Über den Autor: Dronke (1822 Koblenz – 1891 Liverpool) war ein junghegelianischer Schriftsteller, der zeitweise mit Marx und Engels im Exil mitarbeitete, mit denen er sich aber in den 1860-er Jahren überwarf. Wenige Jahre vor der 1848-er Revolution in Deutschland kam er für zwei Jahre nach Berlin, und veröffentlichte anschließend in Frankfurt das „Berlin“-Buch. Es ist kein Roman, sondern Beschreibung, Analyse und heftige Kritik der despotischen Klassengesellschaft im Preußen der Vormärz-Zeit. Dronke wurde im Anschluss an die Veröffentlichung verhaftet wegen Verspottung der Landesgesetze, Majestätsbeleidigung und ähnlich fragwürdiger Gesetze zu zwei Jahren Festungshaft verurteilt. Ihm gelang die Flucht aus der Festung Wesel nach Brüssel. Später exilierte er nach England. Seine politischen Ansichten fußen auf einer graswurzelähnlichen Verfassung der Urgesellschaften und prangern den Antagonismus zwischen Besitz und Besitzlosigkeit als Grundübel aller Herrschaft an. Marx und Engels (und viel später auch der stalinistische Teil der DDR-Literaturwissenschaft) warfen ihm kleinbürgerliches Kommunismus-Verständnis vor. Nachdem er sich von den Kommunisten entfremdet hatte, beschloss er sein Berufsleben in Liverpool als Agent einer Kupferminengesellschaft. https://de.wikipedia.org/wiki/Ernst_Dronke_(Schriftsteller)

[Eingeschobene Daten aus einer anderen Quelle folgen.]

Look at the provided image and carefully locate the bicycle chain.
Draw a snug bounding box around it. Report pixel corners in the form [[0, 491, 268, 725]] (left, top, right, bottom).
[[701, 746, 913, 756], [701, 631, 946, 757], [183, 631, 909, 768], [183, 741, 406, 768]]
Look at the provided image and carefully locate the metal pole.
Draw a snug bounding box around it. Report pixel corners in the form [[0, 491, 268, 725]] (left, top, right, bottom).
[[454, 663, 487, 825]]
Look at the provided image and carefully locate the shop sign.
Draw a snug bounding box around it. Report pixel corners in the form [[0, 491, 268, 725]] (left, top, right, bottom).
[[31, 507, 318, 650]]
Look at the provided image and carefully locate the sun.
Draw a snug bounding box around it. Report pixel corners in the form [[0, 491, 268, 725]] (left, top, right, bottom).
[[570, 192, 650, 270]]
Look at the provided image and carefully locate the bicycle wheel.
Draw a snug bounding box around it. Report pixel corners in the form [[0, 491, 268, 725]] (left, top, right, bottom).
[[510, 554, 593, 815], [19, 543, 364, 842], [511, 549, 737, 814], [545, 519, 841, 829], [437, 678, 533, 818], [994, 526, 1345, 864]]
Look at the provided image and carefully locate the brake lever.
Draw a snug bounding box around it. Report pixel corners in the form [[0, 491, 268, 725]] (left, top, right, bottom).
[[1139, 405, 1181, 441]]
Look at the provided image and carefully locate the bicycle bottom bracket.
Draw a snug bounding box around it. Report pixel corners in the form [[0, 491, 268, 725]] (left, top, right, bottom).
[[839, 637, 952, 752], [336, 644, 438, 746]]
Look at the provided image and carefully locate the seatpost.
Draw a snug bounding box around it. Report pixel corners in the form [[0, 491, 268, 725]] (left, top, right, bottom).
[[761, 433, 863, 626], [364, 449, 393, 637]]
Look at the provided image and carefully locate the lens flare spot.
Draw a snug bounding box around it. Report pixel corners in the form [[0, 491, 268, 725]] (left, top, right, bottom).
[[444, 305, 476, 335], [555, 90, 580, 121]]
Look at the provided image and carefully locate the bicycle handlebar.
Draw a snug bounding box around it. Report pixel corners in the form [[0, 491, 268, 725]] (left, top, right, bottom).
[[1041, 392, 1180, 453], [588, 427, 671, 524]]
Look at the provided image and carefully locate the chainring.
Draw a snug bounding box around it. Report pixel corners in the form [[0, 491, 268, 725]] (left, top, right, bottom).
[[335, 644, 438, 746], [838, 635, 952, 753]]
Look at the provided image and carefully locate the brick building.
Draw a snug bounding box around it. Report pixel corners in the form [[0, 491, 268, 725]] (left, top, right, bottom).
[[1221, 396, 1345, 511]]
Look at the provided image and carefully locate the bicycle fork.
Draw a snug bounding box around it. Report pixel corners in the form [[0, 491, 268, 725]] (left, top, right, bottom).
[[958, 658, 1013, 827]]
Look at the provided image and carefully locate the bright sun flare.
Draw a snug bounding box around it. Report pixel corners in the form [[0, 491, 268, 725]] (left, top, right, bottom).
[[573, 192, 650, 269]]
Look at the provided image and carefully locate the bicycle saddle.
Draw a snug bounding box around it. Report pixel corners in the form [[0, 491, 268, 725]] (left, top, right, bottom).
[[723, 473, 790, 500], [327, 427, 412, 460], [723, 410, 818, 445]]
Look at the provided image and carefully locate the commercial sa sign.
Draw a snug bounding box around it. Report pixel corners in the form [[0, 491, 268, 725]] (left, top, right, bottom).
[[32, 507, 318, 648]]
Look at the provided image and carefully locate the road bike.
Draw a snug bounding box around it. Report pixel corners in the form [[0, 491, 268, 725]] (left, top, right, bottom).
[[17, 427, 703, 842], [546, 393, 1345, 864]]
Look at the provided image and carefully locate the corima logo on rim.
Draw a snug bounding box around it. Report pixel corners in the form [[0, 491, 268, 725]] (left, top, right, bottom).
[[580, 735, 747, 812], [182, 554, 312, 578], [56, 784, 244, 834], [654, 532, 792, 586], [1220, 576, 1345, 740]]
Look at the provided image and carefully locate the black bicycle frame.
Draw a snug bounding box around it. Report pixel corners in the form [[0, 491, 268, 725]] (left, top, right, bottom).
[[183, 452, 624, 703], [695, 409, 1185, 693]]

Anlass der Lektüre: Stand ungelesen im Bücherregal.
Bewertung: Aufschlussreiche Beschreibung der vormärzlichen Zustände im Königreich Preußen der ersten Hälfte des 19. Jahrhunderts, insbesondere der mangelnden Pressefreiheit und der Undurchlässigkeit der gesellschaftlichen Schichten, die nach Dronkes Lesart ursächlich für alle Missstände dieser Jahre, vor allem auch der Eigentumskriminalität sind. Er schafft es vor allem in der Mitte des Buches – wenn er von der Reportage weg zu historisch-soziologischen Ideen geht – nicht immer, den Leser mitzunehmen, weil seine historische Ableitung der Zustände hin und wieder recht phantasievoll scheint. Siehe auch folgende Bücher (#50).
(50) Glaßbrenner, Adolf: Unterrichtung der Nation. Ausgewählte Werke und Briefe in drei Bänden, Band 1. Herausgegeben von Horst Denkler, Bernd Balzer, Wilhelm Große, Ingrid Heinrich-Jost. Frankfurt am Main: Büchergilde Gutenberg 1981. Drei Leinenbände im Schuber, ca. 1000 Seiten. ISBN 3-7633-2636-2.
Heute lieferbar: Die dreibändige Ausgabe ist nur noch antiquarisch erhältlich, aber einzelne Sammelbände mit Volkskalender-Ausgaben, Guckkästner- und Herr Buffey-Sketchen gibt es im aktuellen Angebot. Einige Werke sind im Internet bei der Edition Gutenberg verfügbar.
Inhaltsangabe: Kommentierte Ausgabe wichtiger Werke des Vormärz-Schriftstellers.
Über den Autor: Georg Adolph Glaßbrenner (1810 Berlin – 1876 ebd.) war ein Satiriker und Schriftsteller. Er wurde bekannt mit satirischen Sketchen in Groschenheften aus dem Berlin der Vormärz-Zeit der 1830-1840-er Jahre, die ein sehr großes Publikum erreichten. Mehrmals lieferte er sich, nicht immer erfolgreich, Katz- und Maus-Spiele mit der Zensur in Preußen. Seine Charaktere wie Herr Buffey oder der Guckkästner trugen sehr dazu bei, das Image des Berliners mit Schnauze zu verbreiten.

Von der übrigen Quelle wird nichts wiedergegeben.